Une photo dans Libération montre un jeune militaire prenant par le cou un garçon gay, dont la crainte exprimée par le regard sous-entend la violence de l’échange. La main qui saisit la nuque du jeune rouquin est de celles qui peuvent broyer, étrangler, frapper. On imagine les vertèbres qui craquent. À moins que cette main ne réprime une caresse, une pulsion mal contenue. On dirait que le militaire enlace, pour ne pas dire étreint ce corps différent. Une tentative de baiser peut-être ? D’autres parachutistes entourent le garçon, bérets et débardeurs rayés – presque façon Genet. L’ambiguïté de la photo, prise par Dmitry Lovetsky, me dérange.

La présence du photographe modifie-t-elle le sort réservé au jeune homme ? Lui épargne-t-elle une séance de viol collectif ? Un passage à tabac ? Un meurtre ? La Russie vient de franchir un pas de plus dans l’homophobie ambiante en votant une loi qui « interdit la propagande des relations sexuelles non traditionnelles », autrement dit « homosexuelles ». Je suis dans le train, je lève la tête, tout le monde pianote sur son portable.

14 août 2013

Rencontres de la photo d’Arles. Dans l’église des Frères-Prêcheurs, le travail de l’artiste chilien Alfredo Jaar dénonce la façon dont les images nous manipulent.
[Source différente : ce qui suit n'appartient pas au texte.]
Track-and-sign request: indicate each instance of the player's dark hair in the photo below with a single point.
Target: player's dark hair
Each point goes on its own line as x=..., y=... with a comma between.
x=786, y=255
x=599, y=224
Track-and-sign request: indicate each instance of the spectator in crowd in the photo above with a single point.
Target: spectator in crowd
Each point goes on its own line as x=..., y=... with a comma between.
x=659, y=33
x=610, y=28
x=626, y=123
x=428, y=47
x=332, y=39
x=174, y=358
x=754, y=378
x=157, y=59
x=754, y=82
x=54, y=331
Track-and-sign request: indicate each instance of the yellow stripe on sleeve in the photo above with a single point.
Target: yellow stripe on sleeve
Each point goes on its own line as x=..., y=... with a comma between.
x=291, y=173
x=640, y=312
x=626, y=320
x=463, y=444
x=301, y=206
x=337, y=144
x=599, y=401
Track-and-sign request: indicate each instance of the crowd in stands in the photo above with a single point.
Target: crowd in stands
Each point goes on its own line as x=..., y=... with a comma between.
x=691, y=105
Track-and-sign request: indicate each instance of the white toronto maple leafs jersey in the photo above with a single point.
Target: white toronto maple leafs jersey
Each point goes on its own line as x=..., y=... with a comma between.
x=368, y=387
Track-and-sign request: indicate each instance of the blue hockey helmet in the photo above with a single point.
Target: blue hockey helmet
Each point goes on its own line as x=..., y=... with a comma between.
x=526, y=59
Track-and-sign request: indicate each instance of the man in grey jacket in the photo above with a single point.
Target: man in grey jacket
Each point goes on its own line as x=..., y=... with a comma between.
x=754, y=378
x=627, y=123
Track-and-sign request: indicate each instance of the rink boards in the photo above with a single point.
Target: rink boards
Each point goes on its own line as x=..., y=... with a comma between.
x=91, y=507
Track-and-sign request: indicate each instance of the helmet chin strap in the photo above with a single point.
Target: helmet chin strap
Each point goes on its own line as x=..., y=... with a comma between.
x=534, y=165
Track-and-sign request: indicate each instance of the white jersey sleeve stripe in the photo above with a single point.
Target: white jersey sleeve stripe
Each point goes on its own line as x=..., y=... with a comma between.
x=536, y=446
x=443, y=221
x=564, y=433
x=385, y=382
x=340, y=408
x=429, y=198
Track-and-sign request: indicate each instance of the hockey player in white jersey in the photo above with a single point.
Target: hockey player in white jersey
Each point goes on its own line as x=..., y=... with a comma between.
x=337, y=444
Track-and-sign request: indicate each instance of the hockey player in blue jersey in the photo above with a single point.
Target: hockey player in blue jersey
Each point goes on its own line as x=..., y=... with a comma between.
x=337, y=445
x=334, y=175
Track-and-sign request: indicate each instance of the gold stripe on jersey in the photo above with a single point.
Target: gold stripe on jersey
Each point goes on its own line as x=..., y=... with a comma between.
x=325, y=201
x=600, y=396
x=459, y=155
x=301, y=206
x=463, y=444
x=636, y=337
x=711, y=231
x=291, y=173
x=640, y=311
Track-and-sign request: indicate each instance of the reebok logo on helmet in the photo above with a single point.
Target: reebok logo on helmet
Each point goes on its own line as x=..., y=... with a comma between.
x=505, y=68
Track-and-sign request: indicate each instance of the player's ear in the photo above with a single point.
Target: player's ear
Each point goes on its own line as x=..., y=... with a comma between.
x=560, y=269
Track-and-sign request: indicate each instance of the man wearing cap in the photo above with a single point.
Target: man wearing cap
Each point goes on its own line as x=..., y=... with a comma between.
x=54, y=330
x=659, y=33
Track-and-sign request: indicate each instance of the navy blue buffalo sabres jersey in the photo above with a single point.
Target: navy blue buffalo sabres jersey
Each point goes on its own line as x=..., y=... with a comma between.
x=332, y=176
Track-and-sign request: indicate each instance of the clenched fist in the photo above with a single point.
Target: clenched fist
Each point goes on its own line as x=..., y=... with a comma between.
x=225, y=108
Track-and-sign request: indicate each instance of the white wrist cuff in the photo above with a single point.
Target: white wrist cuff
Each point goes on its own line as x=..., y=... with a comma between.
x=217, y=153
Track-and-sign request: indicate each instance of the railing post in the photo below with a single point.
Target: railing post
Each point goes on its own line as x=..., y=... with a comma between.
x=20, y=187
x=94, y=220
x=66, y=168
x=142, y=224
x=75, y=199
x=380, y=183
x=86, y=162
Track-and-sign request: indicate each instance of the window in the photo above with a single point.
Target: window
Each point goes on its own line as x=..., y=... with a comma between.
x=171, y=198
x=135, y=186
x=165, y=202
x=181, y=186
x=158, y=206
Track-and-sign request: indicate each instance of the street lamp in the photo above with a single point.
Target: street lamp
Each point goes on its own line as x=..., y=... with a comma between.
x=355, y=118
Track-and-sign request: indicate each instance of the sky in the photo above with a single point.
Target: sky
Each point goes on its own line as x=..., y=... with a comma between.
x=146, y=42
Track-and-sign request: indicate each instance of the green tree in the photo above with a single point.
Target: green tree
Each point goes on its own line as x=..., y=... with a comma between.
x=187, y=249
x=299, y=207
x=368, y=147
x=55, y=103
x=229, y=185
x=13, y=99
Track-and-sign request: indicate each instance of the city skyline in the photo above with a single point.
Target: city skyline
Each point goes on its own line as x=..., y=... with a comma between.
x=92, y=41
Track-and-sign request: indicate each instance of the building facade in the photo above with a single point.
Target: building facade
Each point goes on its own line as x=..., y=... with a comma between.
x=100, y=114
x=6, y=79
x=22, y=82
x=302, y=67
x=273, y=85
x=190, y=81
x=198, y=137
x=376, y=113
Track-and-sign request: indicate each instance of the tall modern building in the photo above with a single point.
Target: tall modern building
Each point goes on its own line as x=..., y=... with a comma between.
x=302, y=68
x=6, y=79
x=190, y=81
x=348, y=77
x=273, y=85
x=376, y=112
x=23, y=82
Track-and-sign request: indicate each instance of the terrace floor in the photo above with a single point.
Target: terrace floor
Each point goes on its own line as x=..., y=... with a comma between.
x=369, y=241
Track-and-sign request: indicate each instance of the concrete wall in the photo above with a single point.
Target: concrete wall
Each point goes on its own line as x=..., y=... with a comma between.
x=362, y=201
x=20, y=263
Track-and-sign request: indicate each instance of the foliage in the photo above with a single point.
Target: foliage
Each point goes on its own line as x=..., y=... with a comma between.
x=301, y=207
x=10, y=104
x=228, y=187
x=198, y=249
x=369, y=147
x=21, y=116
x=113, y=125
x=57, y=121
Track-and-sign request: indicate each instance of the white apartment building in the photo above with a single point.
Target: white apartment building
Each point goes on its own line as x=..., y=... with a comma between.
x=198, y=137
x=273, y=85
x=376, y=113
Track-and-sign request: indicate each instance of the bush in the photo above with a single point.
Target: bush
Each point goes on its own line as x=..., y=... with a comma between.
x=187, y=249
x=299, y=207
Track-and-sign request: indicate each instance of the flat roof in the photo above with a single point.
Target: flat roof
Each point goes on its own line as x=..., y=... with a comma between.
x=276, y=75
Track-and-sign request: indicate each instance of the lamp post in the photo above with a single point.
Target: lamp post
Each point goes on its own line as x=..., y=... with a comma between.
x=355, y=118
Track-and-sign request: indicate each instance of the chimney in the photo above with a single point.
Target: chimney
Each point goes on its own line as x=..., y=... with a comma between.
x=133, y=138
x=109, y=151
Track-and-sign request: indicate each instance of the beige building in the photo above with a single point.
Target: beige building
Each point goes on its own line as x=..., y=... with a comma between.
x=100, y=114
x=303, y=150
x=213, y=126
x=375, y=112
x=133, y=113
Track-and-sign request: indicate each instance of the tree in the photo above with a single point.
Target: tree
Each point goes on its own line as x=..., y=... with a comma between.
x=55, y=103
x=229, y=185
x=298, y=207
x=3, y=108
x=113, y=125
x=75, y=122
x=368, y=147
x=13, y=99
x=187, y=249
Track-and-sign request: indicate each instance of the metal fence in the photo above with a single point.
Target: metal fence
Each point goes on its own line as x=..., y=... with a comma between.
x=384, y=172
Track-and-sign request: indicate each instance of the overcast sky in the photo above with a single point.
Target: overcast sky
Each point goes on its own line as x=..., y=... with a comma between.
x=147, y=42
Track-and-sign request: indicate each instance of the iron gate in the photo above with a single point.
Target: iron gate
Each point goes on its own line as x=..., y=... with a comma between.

Il y est question notamment de la célèbre photo prise par le Sud-Africain Kevin Carter, représentant un enfant soudanais squelettique accroupi, guetté par un vautour. Le photographe a reçu le prix Pulitzer pour cette photo en 1994, mais on lui a reproché de n’avoir pas secouru l’enfant. D’autant qu’il est resté longtemps, paraît-il, à attendre que le vautour ouvre ses ailes et donne à l’image une force plus vive. Le corps de cet enfant a fait le tour du monde, dénonçant la famine qui sévissait au Soudan. Miné par ce qu’il a vu et enduré en Afrique, et probablement par la culpabilité et l’impuissance, Kevin Carter s’est suicidé. Alfredo Jaar précise que l’image appartient aujourd’hui à l’agence Corbis, propriété de Bill Gates. Je me demande, du coup, s’il faut une image pour « illustrer » cette page, ou si le texte remplit seul sa mission.

20 août 2013

Mon ami Christophe me demande pourquoi Avoir un corps se termine alors que la narratrice n’a qu’une quarantaine d’années. Il aurait aimé que je mette en scène les peurs que nous évoquons quand nous nous voyons, liées à la vieillesse encore lointaine, mais dont nous savons qu’elle finira par nous cueillir. Je réponds à mon ami que j’écrivais ce livre pendant que mon éditeur, Jean-Marc Roberts, se battait contre un cancer, vivant au quotidien un corps qui était en train de le trahir. Quand j’ai compris que Jean-Marc allait mourir, j’ai décidé que le livre serait terminé.